The past week has seen front page stories on apparent disunity in the ranks of the Labour Party, as the leadership of Ed Miliband was questioned from various (largely anonymous) sources. Though the criticisms flying in are varied, they can largely be categorised in two ways: substance and spin.
For many Labourites, the election of Ed Miliband rather than his older brother David is still seen as a catastrophic error, particularly for those on the Right of the party, for whom the Blair-Brown years represented both an intellectually and politically coherent position for Labour to win elections and more importantly, govern. After four years of the current leadership, many observers are puzzled by how quite few Blairites have been persuaded by Ed. In fact it would have been far more surprising if they had rallied around him.
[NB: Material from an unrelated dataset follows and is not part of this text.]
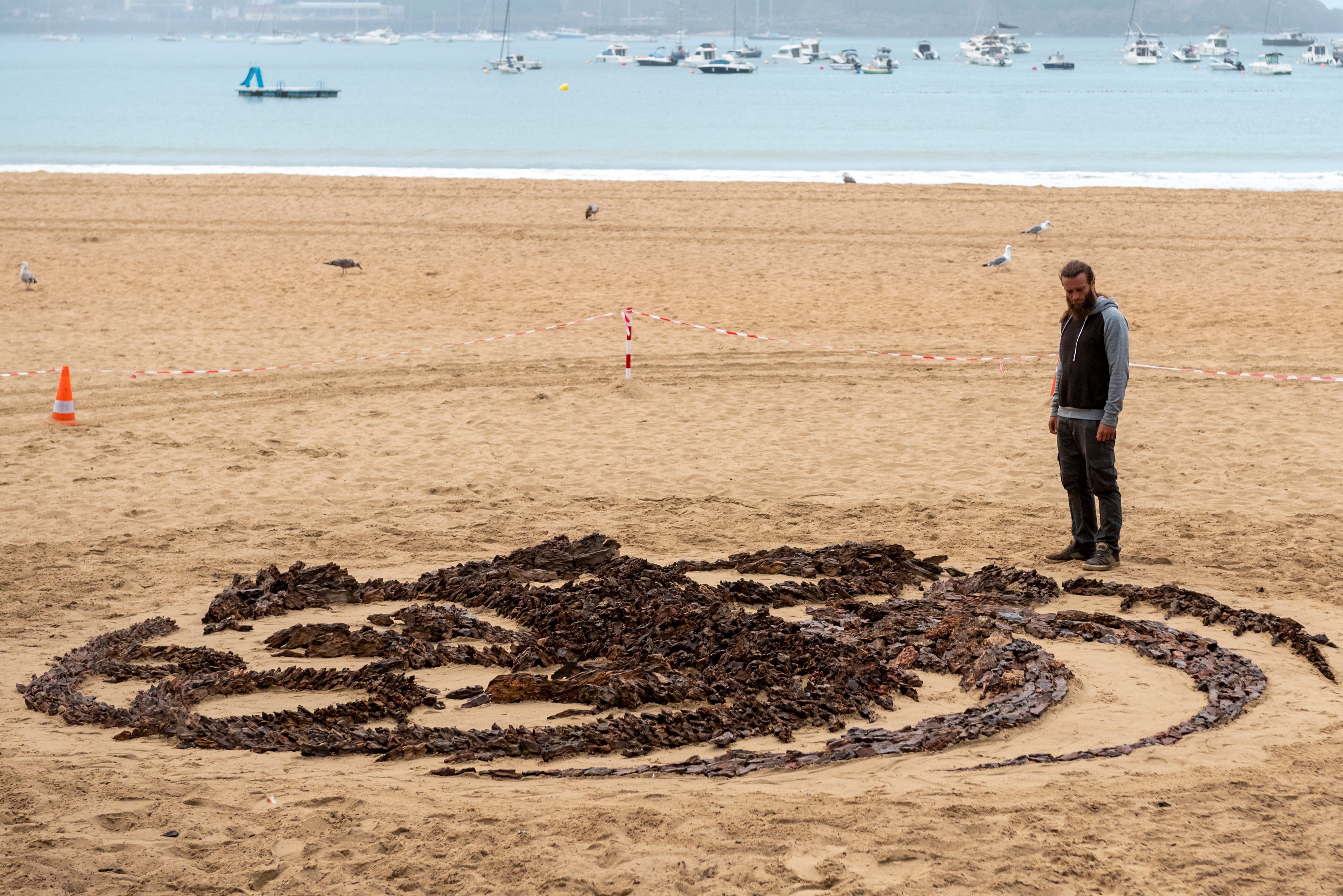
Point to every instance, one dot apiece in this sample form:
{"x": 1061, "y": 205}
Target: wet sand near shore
{"x": 402, "y": 465}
At the center of the Blairite/Labour split is a disagreement about the purpose of New Labour as a concept. To those on the Left of the party, the slogans about moving to the center, or ‘Looking Forward with Traditional Values’, were exercises in politicking, but not statements of actual belief. While some of them accepted the changes to Labour’s message, they only ever did so in an attempt to win an election, not out of conviction.
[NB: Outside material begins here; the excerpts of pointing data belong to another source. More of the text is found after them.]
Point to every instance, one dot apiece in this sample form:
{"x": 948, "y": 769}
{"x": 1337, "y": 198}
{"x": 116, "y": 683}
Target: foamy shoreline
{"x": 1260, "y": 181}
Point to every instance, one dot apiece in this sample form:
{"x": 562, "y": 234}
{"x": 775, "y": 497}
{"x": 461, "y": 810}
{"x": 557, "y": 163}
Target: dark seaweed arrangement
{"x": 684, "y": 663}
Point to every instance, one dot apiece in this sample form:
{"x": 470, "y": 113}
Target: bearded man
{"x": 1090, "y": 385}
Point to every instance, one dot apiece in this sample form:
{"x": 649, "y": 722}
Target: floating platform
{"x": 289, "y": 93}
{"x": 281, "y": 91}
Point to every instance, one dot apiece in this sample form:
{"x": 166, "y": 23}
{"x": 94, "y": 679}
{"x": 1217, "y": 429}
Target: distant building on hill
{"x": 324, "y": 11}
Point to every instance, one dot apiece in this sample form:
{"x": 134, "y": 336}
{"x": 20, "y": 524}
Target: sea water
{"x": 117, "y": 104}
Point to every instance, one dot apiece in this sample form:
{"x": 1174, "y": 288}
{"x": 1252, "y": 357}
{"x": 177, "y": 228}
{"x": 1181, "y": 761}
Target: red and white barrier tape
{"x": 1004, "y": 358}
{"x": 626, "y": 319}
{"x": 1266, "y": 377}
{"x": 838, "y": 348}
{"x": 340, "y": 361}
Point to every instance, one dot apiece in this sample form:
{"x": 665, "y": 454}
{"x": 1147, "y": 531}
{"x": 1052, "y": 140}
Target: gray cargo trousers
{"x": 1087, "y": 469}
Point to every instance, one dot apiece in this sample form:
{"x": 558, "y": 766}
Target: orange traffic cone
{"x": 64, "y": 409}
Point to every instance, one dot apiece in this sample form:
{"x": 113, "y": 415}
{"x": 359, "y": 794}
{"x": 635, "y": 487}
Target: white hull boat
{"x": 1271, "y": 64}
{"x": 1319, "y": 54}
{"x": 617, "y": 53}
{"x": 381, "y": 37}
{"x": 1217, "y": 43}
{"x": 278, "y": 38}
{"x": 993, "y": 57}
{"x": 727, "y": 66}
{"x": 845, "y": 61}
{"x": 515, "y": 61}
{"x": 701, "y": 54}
In contrast, those in the Labour Party who embraced Blairite policies and rhetoric – shockingly enough – actually believed in being a center-Left political party. Despite the claims of superficiality and spin, those on the Right of the party are just as ideological as those on the Left, they simply believe in a more moderate set of principles.
Ed Miliband and those around him have never understood that. They have always argued that the grumblings from the Right are from those who think Ed is bad at spin, not wrong on the issues. As a result they have been completely unable to persuade the Right of the party to truly support his leadership. From ignoring the deficit as a political issue, to waving off concerns over immigration, and taking an increasingly isolationist and dovish foreign policy, on every major issue that concerns the Right of the party, Ed Miliband has failed to engage in a meaningful way.
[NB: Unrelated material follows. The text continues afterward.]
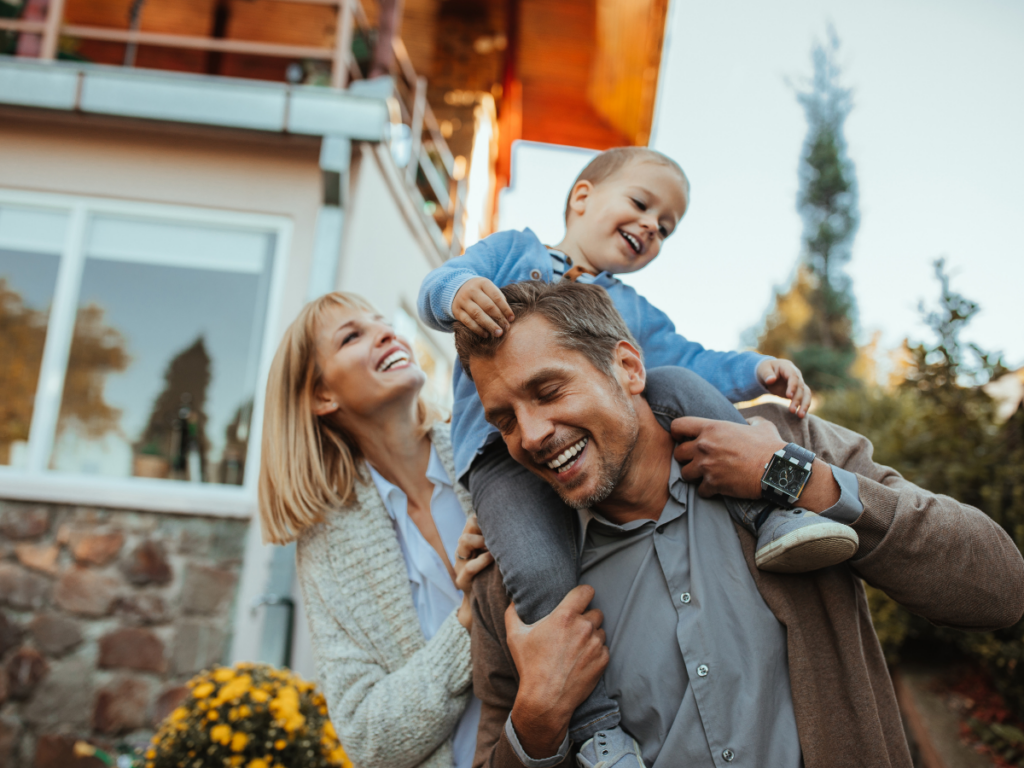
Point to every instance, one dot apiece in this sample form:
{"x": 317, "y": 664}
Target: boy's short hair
{"x": 583, "y": 315}
{"x": 610, "y": 161}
Although Blairites remain extremely skeptical of Miliband on policy grounds, in the current Labour Party they do not represent a majority. The number of critics has been bolstered, however, not by people with policy disagreements with the leadership, but by non-Blairite members who are appalled by the inept campaign instincts and communications skills of Ed Miliband and his team.
From the bacon sandwich disaster, to the off-the-cuff conference speech from hell, to the basic fact that most people who meet Ed Miliband or see him on TV think him weird, there is plenty to criticize in terms of the PR instincts of the current Labour leader. Although he is fond of acknowledging his weakness in front of the camera, rather than inoculating him from criticism, all that has done is to serve to remind voters of his lack of charisma. With the lowest net approval rating of any party leader since Michael Foot, it is simply undeniable that Ed Miliband is a hindrance rather than a help when it comes to securing a Labour majority.
At the time of writing, it appears that the Miliband leadership will limp on despite grumblings and internal criticism. The reason for that, however, does not stem from some strength or confidence in Ed as a Prime Minister-in-waiting, but rather because there does not appear to be a Labour heavyweight prepared to take the plunge and try and bring him down.
Labour are sleepwalking to a possible defeat in an eminently winnable election. Should it come to pass, the reason will be because no major party figure had it in them to throw the first stone, and help to dislodge the millstone around their neck.